150 GiB worth of JVM heap dump is laying on hard drive and I need analyze specific problem detected in that process.
This is a dump of proprietary hybrid of in-memory RDBMS and CEP system, I'm responsible for. All data are stored in Java heap, so heap size of some installation is huge (400 GiB heap is largest to the date).
Problem of analyzing huge heap dumps were on my radar for some time, so I wasn't unprepared.
To be honest, I haven't tried to open this file in Eclipse Memory Analyzer, but I doubt it could handle it.
For me, for some time, most useful tool in heap analyzers was JavaScript based queries. Clicking through millions objects is not fun. It is much better to walk object graph with code, not with mouse.
Heap dump is just a serialized graph of objects, my goal is to extract specific information from this graph. I do not really need a fancy UI, API to heap graph would be even better.
How I can analyze heap dump programmatically?

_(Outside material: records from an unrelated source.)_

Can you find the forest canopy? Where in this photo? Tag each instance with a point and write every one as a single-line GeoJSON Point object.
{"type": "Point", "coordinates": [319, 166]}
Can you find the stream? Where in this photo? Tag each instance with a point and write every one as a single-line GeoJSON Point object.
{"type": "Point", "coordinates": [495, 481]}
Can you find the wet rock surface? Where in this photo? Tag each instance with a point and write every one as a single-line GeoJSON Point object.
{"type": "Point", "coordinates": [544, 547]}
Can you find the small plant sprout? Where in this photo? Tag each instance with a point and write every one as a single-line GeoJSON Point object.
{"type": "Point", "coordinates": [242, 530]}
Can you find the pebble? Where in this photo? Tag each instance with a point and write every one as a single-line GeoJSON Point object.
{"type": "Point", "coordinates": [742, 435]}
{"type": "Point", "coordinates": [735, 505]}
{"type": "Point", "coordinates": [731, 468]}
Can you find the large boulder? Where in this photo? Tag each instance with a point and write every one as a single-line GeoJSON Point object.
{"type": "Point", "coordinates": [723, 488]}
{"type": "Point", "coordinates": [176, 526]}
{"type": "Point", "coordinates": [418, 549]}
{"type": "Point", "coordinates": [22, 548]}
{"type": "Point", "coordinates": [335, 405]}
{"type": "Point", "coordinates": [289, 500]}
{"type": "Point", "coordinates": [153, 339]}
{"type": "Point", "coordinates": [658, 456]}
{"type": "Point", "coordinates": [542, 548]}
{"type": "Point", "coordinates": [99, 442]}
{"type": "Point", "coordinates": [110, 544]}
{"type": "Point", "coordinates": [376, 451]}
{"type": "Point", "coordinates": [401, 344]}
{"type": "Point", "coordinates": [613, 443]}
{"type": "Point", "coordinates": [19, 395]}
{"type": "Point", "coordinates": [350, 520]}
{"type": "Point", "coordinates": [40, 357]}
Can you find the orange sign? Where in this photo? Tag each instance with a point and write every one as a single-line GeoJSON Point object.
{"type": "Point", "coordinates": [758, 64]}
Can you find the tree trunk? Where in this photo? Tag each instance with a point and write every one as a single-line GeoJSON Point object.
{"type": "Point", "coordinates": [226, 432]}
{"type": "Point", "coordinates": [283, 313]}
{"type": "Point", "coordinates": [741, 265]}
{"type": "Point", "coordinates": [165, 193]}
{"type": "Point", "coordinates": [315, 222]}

I have started my research with NetBeans profiler (it was a year ago). NetBeans is open source and have visual heap dump analyzer (same component is also used in JVisualVM). It turns out, what heap dump processing code is separate module and API it provides is suitable for custom analysis logic.
NetBeans heap analyzer has a critical limitation, though. It is using temporary file to keep internal index of heap dump. This file is typically around 25% of heap dump itself. But most important it takes a time to build this file, before any query to heap graph is possible.
After taking better look, I decided, I could remove this temporary file. I have forked library (my fork is available at GitHub). Some functions was lost together with temporary file (e.g. backward reference traversing), but they are not need for my kind of tasks.
Another important change to original library,
was implementing HeapPath.
HeapPath is an expression language for object graph.
It is useful both as generic predicate language in graph traversal
algorithms and as simple tool to extract data from object dump.
HeapPath automatically converts strings, primitives and few other
simple types from heap dump structures to normal objects.
This library proved itself very useful in our daily job. One of its application was memory reporting tool for our database/CEP system which automatically report actual memory consumption of every relational transformation node (there could be few hundred nodes in single instance).
For interactive exploring API + Java is not best set of tools, tough. But it lets me do my job (and 150 GiB of dump leave me no alternatives).
Should I be adding some JVM scripting language to the mix ...
BTW: Single pass through 150 GiB is taking about 5 minutes. Meaning full analysis usually employ multiple iterations, but processing times are fairly reasonable even for that heap size.